The left-leaning Economic Policy Institute recently
crunched compensation data from the Bureau of Labor Statistics, showing that the much-touted bonuses did little to boost workers’ paychecks. In the past 12 months, cash bonuses only gave workers an extra 2 cents in average hourly compensation, adjusted for inflation. (This does not include bonuses tied to productivity goals.)
Instead, US companies have
spent a record amount of money this year buying back shares of company stock, an effort to inflate their value for shareholders. US corporations have announced spending
$1 trillion on stock buybacks so far this year. That’s a 64 percent increase from 2017,
according to CNN Business. So it’s no mystery why the savings from the GOP tax bill didn’t trickle down to workers. Only a handful of companies (
34 from the Fortune 500) said they are using the tax savings to invest in US operations.
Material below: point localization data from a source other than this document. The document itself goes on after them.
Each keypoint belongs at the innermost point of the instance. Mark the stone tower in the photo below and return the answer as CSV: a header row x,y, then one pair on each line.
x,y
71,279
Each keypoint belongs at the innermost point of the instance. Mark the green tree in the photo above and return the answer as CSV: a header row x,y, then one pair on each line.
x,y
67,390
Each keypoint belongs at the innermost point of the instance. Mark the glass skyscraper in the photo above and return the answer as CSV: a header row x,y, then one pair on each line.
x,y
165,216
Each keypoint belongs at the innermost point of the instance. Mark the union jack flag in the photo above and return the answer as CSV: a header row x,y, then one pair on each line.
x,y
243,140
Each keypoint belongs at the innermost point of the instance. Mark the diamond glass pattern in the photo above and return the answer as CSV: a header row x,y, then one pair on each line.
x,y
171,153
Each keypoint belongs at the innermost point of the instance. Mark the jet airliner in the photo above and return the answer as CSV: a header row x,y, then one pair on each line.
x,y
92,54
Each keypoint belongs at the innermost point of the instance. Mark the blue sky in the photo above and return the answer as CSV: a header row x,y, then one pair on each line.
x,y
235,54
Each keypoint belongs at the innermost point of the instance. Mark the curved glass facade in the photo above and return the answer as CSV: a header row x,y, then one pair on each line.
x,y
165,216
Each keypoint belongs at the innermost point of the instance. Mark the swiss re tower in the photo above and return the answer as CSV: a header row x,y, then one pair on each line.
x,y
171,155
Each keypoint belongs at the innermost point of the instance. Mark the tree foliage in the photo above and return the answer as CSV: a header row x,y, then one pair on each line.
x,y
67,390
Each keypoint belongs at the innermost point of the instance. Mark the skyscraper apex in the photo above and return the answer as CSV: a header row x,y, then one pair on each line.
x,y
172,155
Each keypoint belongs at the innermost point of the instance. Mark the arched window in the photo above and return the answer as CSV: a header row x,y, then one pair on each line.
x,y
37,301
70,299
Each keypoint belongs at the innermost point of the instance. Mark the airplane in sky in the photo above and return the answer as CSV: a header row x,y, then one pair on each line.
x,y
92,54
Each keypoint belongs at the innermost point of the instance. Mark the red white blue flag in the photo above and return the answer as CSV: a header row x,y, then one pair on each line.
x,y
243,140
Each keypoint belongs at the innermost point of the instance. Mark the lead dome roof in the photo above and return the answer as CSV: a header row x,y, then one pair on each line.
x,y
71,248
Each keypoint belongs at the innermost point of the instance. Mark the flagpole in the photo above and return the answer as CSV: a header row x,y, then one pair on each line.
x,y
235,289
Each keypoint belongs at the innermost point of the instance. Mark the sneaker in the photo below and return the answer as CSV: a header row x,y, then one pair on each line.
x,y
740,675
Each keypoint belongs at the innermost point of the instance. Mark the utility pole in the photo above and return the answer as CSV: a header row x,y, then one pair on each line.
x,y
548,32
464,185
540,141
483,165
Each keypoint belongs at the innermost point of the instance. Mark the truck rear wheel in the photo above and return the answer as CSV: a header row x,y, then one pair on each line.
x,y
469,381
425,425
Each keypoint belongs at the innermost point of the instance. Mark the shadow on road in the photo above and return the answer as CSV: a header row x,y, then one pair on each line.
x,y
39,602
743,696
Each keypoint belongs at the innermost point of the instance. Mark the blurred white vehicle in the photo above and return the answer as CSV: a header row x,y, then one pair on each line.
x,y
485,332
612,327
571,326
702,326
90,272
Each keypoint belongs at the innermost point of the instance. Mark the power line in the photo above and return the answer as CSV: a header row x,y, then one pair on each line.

Economists do believe the tax bill helped boost overall economic growth — for a little while, at least. The economy was growing at about 2.2 percent a year since the end of the recession in 2009, and then hit 4.2 percent in the second quarter of 2018, right after the tax cuts went into effect. The third quarter was also strong, with a 3.5 percent increase. By the end of 2018, however, annual economic growth fell to 2.6 percent. Economists expect growth
to slow even more in 2019 and
fall even further in 2020.
Congressional Budget Office
So to recap, instead of rocket fuel, the tax cuts were more like a sugar high. They gave the US economy a brief jolt while triggering an $800 billion hole in the federal budget.
The stock market is ... yikes
Trump’s favorite measure of US economic health, the stock market, has been wildly unstable in recent months. The president loves to take credit when the stock market is roaring, but stays silent when it falls.
That’s exactly what happened in 2018.
Trump
bragged as the major stock indices reached record highs early in the year, insisting that the market was “
smashing one record after another.” But in the last few months of 2018, things went downhill, fast. It was, in fact,
the worst year for stocks since 2008 — the year the country sank into the Great Recession.
As
Vox’s Emily Stewart explained, some of the factors behind the slide had to do with Trump, and some didn’t:
The current economic expansion and stock market run (until recently) has been going on for so long — and so much longer than many economists expected — that investors have been wondering for quite some time when that luck would run out. It looks like a combination of global and domestic events are starting to convince Wall Street that time is now.
Trump’s
trade war with China is causing a variety of concerns, ranging from its
impact on US farmers to its
potential to raise consumer prices to its economic effects in both China and the US. Economic growth has
slowed in Europe and is
expected to slowin China next year.
Drama over Brexit is also causing ripples, as are
signals from the US Fed that it will continue to hike interest rates, potentially dampening the stock market and economy.
As the market plummeted from October through December, Trump was silent.
But he inadvertently showed what a bad year 2018 was for US investors in a tweet he posted last week,
celebrating that the Dow Jones Industrial Average hit 25,000 points.